I'm about to put the heads back on my engine but not sure what to do with the head bolts. I bought a new set of bolts under the assumption that I should use new ones. However, the longest 6 bolts on my engine were 4-1/4" and the longest I could find in new ones was 4". When I put all the bolts in with the heads sitting on the bench, the amount of thread showing is obviously less for those 4" bolts than any of the others. The 4" bolt only has about 3/8" of thread engagement vs. 5/8" engagement for the 4-1/4" bolts. I'm not sure 3/8" engagement is enough for a 1/2" bolt.

So the question is, can I re-use the old bolts (which would mean I wasted a lot of money on new bolts) or should I keep looking for a source of 4-1/4" head bolts?

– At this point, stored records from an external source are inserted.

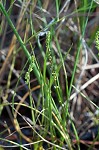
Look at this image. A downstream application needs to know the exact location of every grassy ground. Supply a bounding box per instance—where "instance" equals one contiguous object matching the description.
[0,0,99,150]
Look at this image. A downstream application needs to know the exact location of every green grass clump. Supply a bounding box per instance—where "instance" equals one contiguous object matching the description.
[0,0,99,150]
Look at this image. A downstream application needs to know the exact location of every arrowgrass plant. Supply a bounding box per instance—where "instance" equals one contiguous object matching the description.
[0,0,99,150]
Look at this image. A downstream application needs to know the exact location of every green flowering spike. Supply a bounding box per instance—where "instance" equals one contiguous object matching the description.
[95,31,99,55]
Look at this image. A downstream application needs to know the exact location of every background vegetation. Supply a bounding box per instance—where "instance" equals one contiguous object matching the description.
[0,0,99,150]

If I need new ones, does anyone know where I can get some? (I've tried OPGI, Ames, Summit, and Butler and didn't find anything over 4" but haven't called to check yet either. I'm a bit surprised that all of them only go to 4" when my originals are obviously longer.)


----------



## Old Man Taylor (May 9, 2011)

Yes you can use the old bolts. I've reused them many times.


----------



## 64since65 (Dec 11, 2019)

EXCELLENT! Thank you!


----------



## BearGFR (Aug 25, 2008)

Or, if you want new ones you can measure the lengths of each one and either get a set from ARP, or buy individual bolts by length. With the head sitting on the deck, drop the bolts in. The head of each bolt needs to sit an inch above the head/washer. Trying to torque down a bolt that's too short can pull the threads out of the block. 

Bear


----------



## 64since65 (Dec 11, 2019)

Yeah, a full inch would be better but, for the benefit of others reading this, I put a bolt in a few of the holes in the block (without the head in place) and they became finger tight at about 3/4 inch. So they'd never tighten if they sit up a full inch. The old bolts will go about 5/8" into the block and the engine had about 150,000 miles on it when I took it apart so that must be enough for this engine. That's not to say that a full inch wouldn't be better; I just don't want someone else to panic because they can't get a full inch or buy bolts to give them a full inch and find out they won't fit - check first. However, I would be was worried when my new 1/2" bolt didn't even engage 1/2" of thread - which is a common rule-of-thumb minimum.


----------